É um acordo entre duas partes de um casamento por um tempo determinado. O casamento temporário era um costume das nações orientais, e também era praticado por alguns homens no início do Islã, em suas viagens e missões.

Abdullah Ibn 'Abbas (r.a.a.) disse:

"O casamento temporário existia no começo do Islã. Um homem chega a uma cidade aonde não tem conhecidos, e assim ele se casa por um tempo determinado pela sua permanência na cidade,  e com isso a mulher cuida de suas previsões e prepara seu alimento. Até que foi revelado o versículo: ‘Exceto por suas esposas e aquelas que sua mão direita possui.’" Ibn 'Abbas explicou que qualquer relacionamento além desses é proibido. (narrado por Tirmizy)

Como o casamento temporário era um costume dentre os árabes nos dias da ignorância, não teria sido sábio proibi-lo a não ser gradualmente, como é o modo islâmico de remover costumes pré-islâmicos que não são benéficos para o povo.

Está bem estabelecido que o casamento temporário não é a favor do melhor interesse das pessoas porque leva à perda da prole, usa a mulher para satisfazer à luxúria dos homens e diminui o valor da mulher, que Allah honrou. Por isso o casamento temporário foi proibido.

 

 

A Evidência de sua Ilegalidade

Nós demonstraremos – se Deus assim Permitir – algumas das incontáveis evidências de sua ilegalidade, para que sejam afastadas as acusações malignas que os mal-orientados repetem contra Umar Ibnul Khattab (r.a.a.). Essas pessoas clamam falsamente que foi ele que o proibiu quando era Califa. Seu motivo para essa falsa acusação é o ódio cego por aqueles companheiros do Mensageiro  que o socorreram, apoiaram e auxiliaram.
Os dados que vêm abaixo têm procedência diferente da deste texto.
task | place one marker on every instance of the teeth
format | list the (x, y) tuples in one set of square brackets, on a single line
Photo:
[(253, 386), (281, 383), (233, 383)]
Allah O Altíssimo diz: "Então, o que quer que vocês desfrutarem delas, dêem-lhes sua recompensa, isso é uma obrigação." {4:24}. Esse é o versículo no qual se baseiam aqueles que defendem o casamento temporário. Eles se baseiam nisso seja por ignorância, seja para enganar os demais, dando um sentido superficial ao versículo sem fazerem referência à sua interpretação, e sem tornar acessível ao público em geral a interpretação correta. O que se segue é a interpretação correta, por diversas fontes respeitadas:

Imam Qurtuby diz no seu comentário sobre esse versículo que o pagamento mencionado no contexto é o dote; ele é chamado recompensa porque é uma gratificação pela contentamento, pelo prazer **. Isso apóia o conceito do dote ser uma recompensa.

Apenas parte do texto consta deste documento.